The current stock market jitters may lead to more deals closing more quickly, as sellers get less picky and funds scramble to fulfil purchase plans by December.
That’s the optimistic view of one leading City agent, citing the on-off £30m deal by Slovakian developer HB Reavis to buy a development site in Farringdon. The purchase was suddenly “on” again this week – after little further interest was shown by under-bidders during the ‘off’ period.
A more pessimistic view was given last week by the boss of a Very Big Property Company. “We’ve bought nothing this year. I’ve told my chaps not to bring anything to the table unless there is a very big development angle.” Wise words. No, not from Land Securities. The world already knows boss Rob Noel stopped buying long ago.
If you want Peace…
Hail and farewell to Liz Peace, the outgoing (in both senses) boss of the British Property Federation, who held a packed retirement party at the RAC club in Pall Mall on Tuesday.
Hail and hello to Liz’s successor, Melanie Leech, a woman whose CV suggests she was selected for her similarities to Peace. Not necessarily a good thing. Leech will need the patience of a saint to smile though constant comparisons and references to her predecessor. But at least she will not suffer the threat of being ousted by next Easter.
On 5 July 2002 I met a slightly troubled Peace at a Starbucks in the City. She feared for her job of six months. The coup Peace referred to lightly in last week’s EG (11 October, p78-79) was an attempt by Nick Ritblat, then at British Land, to install the highly effective head of the Property Council of Australia, Peter Verwer, at the top of a new “super-lobby” group that would usurp the BPF. Peace handed over a series of confidential slides showing her newly formulated strategic plans for the BPF. These were published the following week in EG along with an interview with president Ian Henderson, then boss of Land Securities, who had no doubt put her up to leaking the documents. The Verwer threat evaporated.
Baby boom
Knight Frank said this week the country faced a chronic lack of retirement properties. True enough. But what about the chronic lack of accommodation for those starting out in life? Nursery care is still seen by most as a mom-and-pop operation. Except by one property operator. Watch out for someone rather good doing a “McCarthy & Stone” for kiddies.
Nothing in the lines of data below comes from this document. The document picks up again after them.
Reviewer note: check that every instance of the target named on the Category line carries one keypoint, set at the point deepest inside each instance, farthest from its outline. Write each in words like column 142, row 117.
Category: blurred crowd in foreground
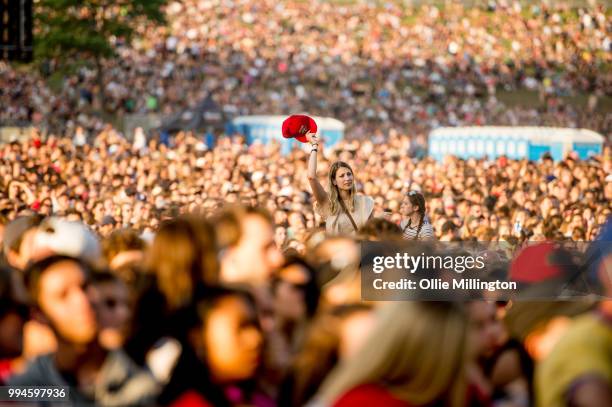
column 373, row 65
column 152, row 274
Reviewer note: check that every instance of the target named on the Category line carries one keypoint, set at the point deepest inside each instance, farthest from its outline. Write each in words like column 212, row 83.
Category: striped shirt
column 409, row 232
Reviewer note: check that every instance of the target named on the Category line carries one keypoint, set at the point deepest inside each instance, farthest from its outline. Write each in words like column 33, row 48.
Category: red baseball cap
column 297, row 125
column 535, row 264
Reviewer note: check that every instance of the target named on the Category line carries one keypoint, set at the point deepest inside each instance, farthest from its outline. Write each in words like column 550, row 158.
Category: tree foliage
column 66, row 29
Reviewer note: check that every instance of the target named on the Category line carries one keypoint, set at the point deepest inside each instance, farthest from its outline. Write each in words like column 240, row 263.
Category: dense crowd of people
column 192, row 271
column 201, row 275
column 112, row 184
column 373, row 66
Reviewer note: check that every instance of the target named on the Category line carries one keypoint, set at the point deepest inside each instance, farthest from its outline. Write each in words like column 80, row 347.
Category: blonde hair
column 334, row 194
column 416, row 352
column 182, row 254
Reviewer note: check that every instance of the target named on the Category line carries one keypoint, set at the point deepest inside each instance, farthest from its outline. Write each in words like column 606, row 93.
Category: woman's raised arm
column 317, row 189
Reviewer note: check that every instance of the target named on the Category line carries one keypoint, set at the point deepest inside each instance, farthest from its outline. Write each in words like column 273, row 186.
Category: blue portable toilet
column 513, row 142
column 268, row 128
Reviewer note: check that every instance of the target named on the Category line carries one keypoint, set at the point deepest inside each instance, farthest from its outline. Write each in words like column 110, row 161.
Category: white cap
column 68, row 238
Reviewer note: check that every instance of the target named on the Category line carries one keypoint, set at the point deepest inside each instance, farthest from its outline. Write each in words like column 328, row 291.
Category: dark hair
column 311, row 289
column 34, row 272
column 228, row 223
column 191, row 372
column 380, row 228
column 417, row 199
column 318, row 356
column 8, row 296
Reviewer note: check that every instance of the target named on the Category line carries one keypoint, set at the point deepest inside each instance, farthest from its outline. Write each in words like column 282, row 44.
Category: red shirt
column 369, row 395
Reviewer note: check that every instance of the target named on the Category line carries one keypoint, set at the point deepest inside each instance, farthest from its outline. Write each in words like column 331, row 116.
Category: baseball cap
column 297, row 125
column 69, row 238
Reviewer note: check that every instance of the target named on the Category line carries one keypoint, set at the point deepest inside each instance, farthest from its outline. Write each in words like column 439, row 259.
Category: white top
column 409, row 233
column 340, row 224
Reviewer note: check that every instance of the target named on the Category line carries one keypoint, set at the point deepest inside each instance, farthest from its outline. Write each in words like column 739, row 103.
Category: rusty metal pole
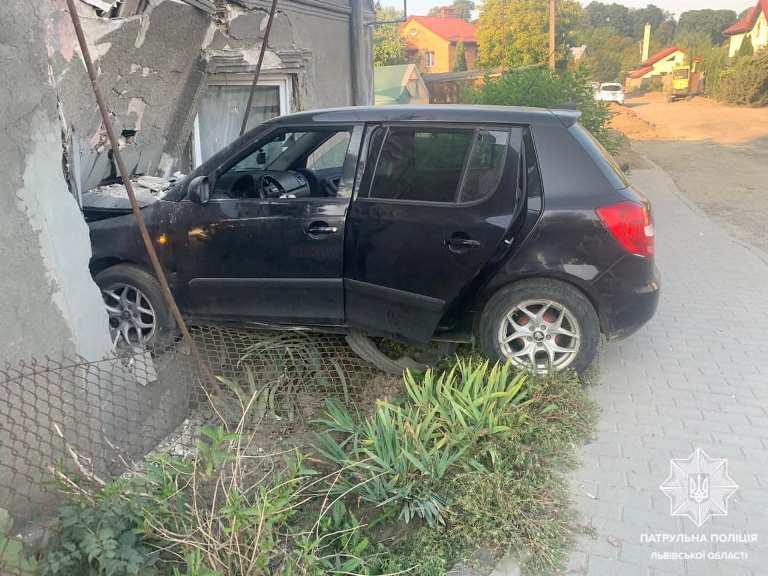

Let’s hope they’ve worked out the major flaw: you know the exact numbers of those growing old at least half a century ahead. But you never know more than a year or so in advance how many mothers will be banging on the nursery door.
Better late than never
The former US Navy HQ at 20 Grosvenor Square is being converted to mega-luxury flats by Finchatton, after having lain empty for eight years.
Plans to rebuild the US Embassy across the square have been stalled until 2017, when diplomats are due to move to the new Embassy in Nine Elms, a site chosen in 2008.
Nearly a decade of stasis could have been prevented if the US State Department had made good on a promise to the US Navy to transfer staff into the 100,000 sq ft building across the square while a new embassy was built and the old one redeveloped. An inference easily drawn from the recollections of Captain Dave Dittmer, published in Home Bases, a book pulled together by Sean Kelly, who some will know as a tireless promoter of retail property.
Dittmer was charged by the navy with selling Number 20 in 2006. It turned out the US State Department owned the 999-year lease. They muscled the navy aside, saying they wanted to use the space to house diplomats from across the square. Instead they sold for £250m in 2007 to a consortium led by restaurateur Richard Caring, which slowly fell apart, to be replaced by Finchatton’s unknown masters in Abu Dhabi.